Na sam początek albumu dostajemy prawdziwą petardę – „Teardrop” formacji Massive Attack. Kompozycja w mocno skróconej, instrumentalnej wersji ubarwia czołówkę każdego odcinka (od sezonu drugiego w zmienionej aranżacji) i czyni to naprawdę świetnie. Minimalistyczna elektronika, wolno uderzająca perkusja, samplowany wokal Les McCann z utworu „Sometimes I Cry” tworzy potężny emocjonalnie utwór (fragment pojawia się też w finale serii czwartej). Massive Attack miał zawsze szczęście do wykorzystywania ich piosenek w filmach i tutaj też się to potwierdza.

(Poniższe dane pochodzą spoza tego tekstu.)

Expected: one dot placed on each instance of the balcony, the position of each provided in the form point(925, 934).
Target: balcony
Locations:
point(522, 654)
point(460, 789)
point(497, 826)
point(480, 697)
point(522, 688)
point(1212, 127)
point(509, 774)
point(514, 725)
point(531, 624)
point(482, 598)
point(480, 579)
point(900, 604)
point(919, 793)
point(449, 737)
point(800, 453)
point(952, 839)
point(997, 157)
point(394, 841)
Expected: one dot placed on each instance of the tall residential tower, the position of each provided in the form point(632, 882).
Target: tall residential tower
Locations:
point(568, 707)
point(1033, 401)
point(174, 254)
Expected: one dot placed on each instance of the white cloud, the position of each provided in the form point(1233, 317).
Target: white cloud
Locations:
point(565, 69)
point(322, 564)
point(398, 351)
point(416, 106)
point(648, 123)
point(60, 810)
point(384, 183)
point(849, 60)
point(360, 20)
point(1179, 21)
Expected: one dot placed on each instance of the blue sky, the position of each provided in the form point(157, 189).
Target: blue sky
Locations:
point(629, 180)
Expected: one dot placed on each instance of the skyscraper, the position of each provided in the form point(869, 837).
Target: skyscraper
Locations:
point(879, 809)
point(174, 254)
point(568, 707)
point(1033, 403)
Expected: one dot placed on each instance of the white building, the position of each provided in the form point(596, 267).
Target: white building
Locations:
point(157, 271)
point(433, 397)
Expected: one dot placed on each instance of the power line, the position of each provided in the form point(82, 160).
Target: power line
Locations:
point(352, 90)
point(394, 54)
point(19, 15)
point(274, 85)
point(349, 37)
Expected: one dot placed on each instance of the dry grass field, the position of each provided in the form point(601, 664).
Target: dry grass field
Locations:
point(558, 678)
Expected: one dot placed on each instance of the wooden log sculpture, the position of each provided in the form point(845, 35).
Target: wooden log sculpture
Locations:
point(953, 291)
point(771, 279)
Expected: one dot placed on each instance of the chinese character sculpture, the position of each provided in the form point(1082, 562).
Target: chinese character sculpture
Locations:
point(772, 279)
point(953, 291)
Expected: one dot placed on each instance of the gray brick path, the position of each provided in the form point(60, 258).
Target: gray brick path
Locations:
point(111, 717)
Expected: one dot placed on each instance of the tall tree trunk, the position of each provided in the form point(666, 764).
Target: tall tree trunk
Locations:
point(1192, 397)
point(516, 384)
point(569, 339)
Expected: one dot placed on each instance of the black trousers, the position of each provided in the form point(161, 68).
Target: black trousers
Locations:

Reszta aż tak wspaniała nie jest, gdyż to typowy misz masz spod znaku indie, popu, rocka. Bywa skocznie („Walter Reed” czy wręcz taneczne „Feelin’ Alright” z głosem nieodżałowanego Joe Cockera), kiedy indziej odrobinę surrealistycznie (Elvis Costello ze swoim „Beautiful”), ale też momentami materiał odpowiednio się wycisza (prześliczne, lecz oskarżycielskie w wymowie „Dear God” czy akustyczne „Waiting on an Angel”). Nic nowego, chociaż trzeba pochwalić, że wybrano dość nieoczywiste utwory z repertuaru znanych wykonawców. Problem w tym, że zestaw ten nie spina się w żadną konkretną całość.
Drugim mocno wybijającym się utworem na krążku jest cover przeboju The Rolling Stones „You Can’t Always Get What You Want”. Jest to o tyle niezwykle, że wykonuje go zespół tworzony przez tych aktorów serialowych, którzy potrafią śpiewać i grać na instrumentach (m.in. Hugh Laurie na klawiszach oraz Jesse Spencer, czyli doktor Chase na skrzypcach). Fajna i rozluźniająca wersja, dająca sporo radości podczas odsłuchu.
Krótko mówiąc, „House M.D.” to składanka niewyróżniająca się mocno z tłumu innych albumów z muzyką serialową. Ma dwa zarąbiste kawałki, do których będę wracał z wielką przyjemnością, a pojedyncze piosenki, w zależności od nastroju, włączam raz na jakiś czas. Fani serialu mogą do finalnej oceny dać pół nutki więcej, a nawet i całą, jeśli chcą. Ale nie musicie mi wierzyć na słowo, w końcu: WSZYSCY KŁAMIĄ.